The give-and-take between technology and creativity is greater than you may think

Does Productivity Suffer From New and Creative Technologies?

By Colby Conway on Aug 4, 2017
tablet, technology, creativity Balancing creativity in the workplace can be fickle because implementation of new materials and technology can cause chaos in the beginning, despite its intention to make things easier on everyone. Everything has a learning curve, but do all organizations understand this when implementing new interfaces, software or technology? Perhaps not, but in a world where technology thrives and production drives (profits), having the latest-and-greatest is tantalizing. "At the Interface," the theme of this year’s AOM conference, organizations must juggle numerous battles, including balancing creativity with protecting intellectual property and implementing new technology with the understanding of potential problems during the “learning curve” phase.

Implementing new software or interfaces into an organizational setting certainly can have benefits, including potentially saving money, easing workload/workflow and opening dialogue, but there are some potential downfalls of this implementation. Jeffrey Morris, Editor-in-Chief of IGI Global's International Journal of Art, Culture and Design Technologies (IJACDT), is the curator of the Fresh Minds Festival of audiovisual art and creator of the Performance Technology (PerfTech) program at Texas A&M. He weighed in on how interfaces can sometimes limit innovation.

“An interface might unknowingly discourage innovative or interdisciplinary work by virtue of not providing a place to acknowledge it,” says Morris. “On the other hand, expanding interfaces to accommodate innovation might unknowingly discourage or alienate members doing fine work that fits well in the existing channels by leaving them with nothing to show in the area marked for innovation.”

When any new technology or software is developed, protecting an individual’s or company’s intellectual property is pivotal. Not only must it meet the company’s ideals, but it needs to be natural, free-flowing and virtually seamless.

“To balance creativity while protecting their creation, an organization would do well to meditate on its most concise set of core principles, design an interface that ensures these minimal principles aren’t violated, and maintain a brave patience while watching culture bloom in ways unimagined,” says Morris. “Designing-in organizational principles is best when it’s done by setting up a natural flow that makes violations of principles awkward, unnatural, or ‘not a thing,’ rather than by explicit rules.”

Consider the following from Morris:

“Natural flow reinforces ‘how we are, as a community;’ rules say, ‘you'd better not.’”
Innovative software and interfaces are obviously meant to make some process, action or concept easier, faster or even trendier. However, if the process is awkward or unnatural to the user, what sort of mindset will that develop? Not to mention the fact that productivity could flounder during the adjustment. The endless narrative of the “give-and-take” phenomenon rears its head in this debate as well, considering the fact that despite a “fresh and exciting” technology, interface or software, early losses and “brain drain” can create negative attitudes or even resentment to said technology. Ultimately, is the give-and-take between creativity and technology worthwhile?

“As long as it is not so frequent that it consumes members’ focus just to keep up or that it doesn’t allow each system to bloom a bit and reveal its unintended assets, ongoing give-and-take from new technologies is good, because it allows the interface to be shaped by evolutionary factors,” says Morris. “If some good element is lost in such a change, that’s an opportunity to discover its true value and bring it back in future steps—perhaps that value wasn’t even intended or appreciated until it disappeared.”

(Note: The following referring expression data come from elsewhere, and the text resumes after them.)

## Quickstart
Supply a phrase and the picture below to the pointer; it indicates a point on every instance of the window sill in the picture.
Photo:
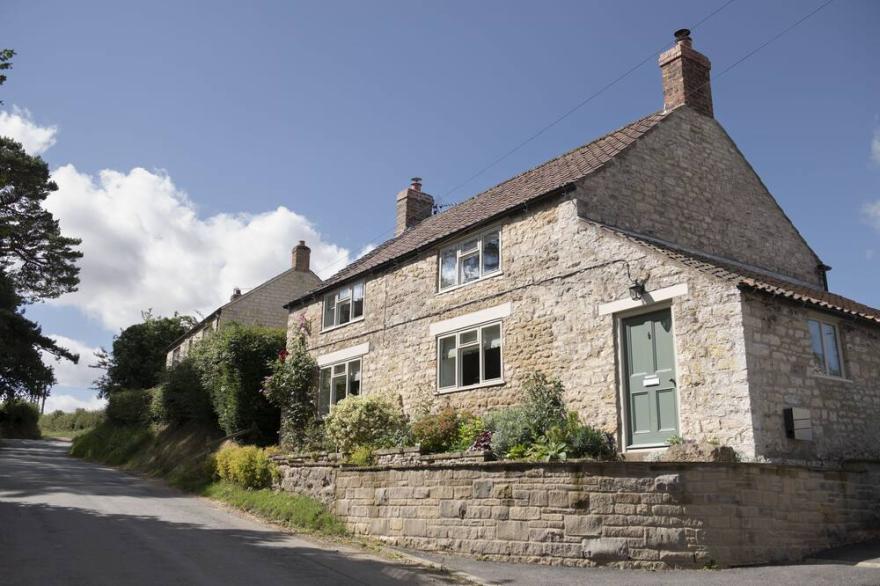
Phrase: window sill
(499, 273)
(487, 384)
(838, 379)
(348, 323)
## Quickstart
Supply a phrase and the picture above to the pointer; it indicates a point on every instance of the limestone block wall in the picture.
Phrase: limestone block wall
(557, 270)
(844, 412)
(626, 514)
(686, 182)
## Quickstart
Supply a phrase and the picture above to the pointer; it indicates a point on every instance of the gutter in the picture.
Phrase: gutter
(316, 293)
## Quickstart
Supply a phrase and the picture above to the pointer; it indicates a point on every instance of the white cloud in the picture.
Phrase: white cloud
(69, 374)
(145, 246)
(19, 126)
(65, 402)
(871, 213)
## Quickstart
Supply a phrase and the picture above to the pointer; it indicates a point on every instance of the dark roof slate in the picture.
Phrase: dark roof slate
(493, 202)
(757, 280)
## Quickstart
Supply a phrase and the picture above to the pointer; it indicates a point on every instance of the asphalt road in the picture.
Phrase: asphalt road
(66, 521)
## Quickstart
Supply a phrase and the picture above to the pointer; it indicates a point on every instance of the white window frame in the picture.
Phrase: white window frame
(823, 372)
(458, 348)
(331, 367)
(459, 254)
(335, 294)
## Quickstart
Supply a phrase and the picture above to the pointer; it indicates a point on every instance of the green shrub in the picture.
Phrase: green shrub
(470, 428)
(291, 388)
(19, 419)
(544, 403)
(509, 427)
(246, 466)
(362, 456)
(79, 420)
(364, 420)
(437, 432)
(130, 407)
(233, 363)
(182, 398)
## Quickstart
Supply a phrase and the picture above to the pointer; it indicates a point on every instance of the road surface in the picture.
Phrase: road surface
(66, 521)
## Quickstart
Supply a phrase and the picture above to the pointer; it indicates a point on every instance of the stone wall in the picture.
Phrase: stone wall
(626, 514)
(557, 270)
(844, 412)
(686, 182)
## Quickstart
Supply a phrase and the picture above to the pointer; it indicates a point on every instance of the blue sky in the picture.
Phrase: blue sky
(195, 143)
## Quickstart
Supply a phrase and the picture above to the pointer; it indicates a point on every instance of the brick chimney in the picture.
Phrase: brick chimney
(686, 76)
(413, 206)
(299, 257)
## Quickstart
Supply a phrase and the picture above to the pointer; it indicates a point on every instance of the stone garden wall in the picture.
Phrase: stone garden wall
(627, 514)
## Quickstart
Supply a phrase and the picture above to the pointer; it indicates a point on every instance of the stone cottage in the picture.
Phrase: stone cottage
(262, 305)
(650, 270)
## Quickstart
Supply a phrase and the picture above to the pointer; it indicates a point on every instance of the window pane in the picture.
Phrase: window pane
(467, 337)
(354, 377)
(329, 305)
(469, 246)
(470, 365)
(469, 268)
(447, 268)
(492, 352)
(447, 361)
(491, 254)
(816, 342)
(343, 312)
(829, 333)
(324, 392)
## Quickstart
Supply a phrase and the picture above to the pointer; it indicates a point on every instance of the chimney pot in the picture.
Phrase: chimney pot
(413, 206)
(685, 74)
(300, 257)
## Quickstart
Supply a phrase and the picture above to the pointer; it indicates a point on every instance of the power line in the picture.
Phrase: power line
(611, 84)
(440, 205)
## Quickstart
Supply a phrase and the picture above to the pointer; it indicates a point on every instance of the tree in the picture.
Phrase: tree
(138, 356)
(22, 371)
(36, 262)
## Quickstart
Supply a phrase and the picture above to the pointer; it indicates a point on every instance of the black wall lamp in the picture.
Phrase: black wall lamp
(637, 290)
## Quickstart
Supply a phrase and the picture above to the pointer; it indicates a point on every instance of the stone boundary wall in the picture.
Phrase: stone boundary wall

tablet, technology, creativity While technology strives for enabling creative expression, we're starting to notice how it also guides and limits it. Consider this from Morris:

“We’re starting to mature in our advances and see the other side of the coin: how our tools shape our work and sometimes our patterns of thought,” says Morris. “For example, look at the tools Facebook gives you to design your identity and articulate your relationships with others: a profile thumbnail image and a banner image, certain emotion icons (emoji) and occasionally more, fields to submit birthday messages, automatically created animations and reprises of past posts, etc.”

This has its own consequences, including overkill and stymying communication development (young children using emojis rather than words), but the technological advancement is one that can’t be ignored nonetheless. Navigating the waters of technology, creativity and productivity can be tricky, but it ultimately comes down to a company’s or individual’s perspectives on when the give-and-take is too skewed in one direction.

A sincere thanks to Dr. Jeffrey Morris for taking the time to share his thoughts on technology and creativity.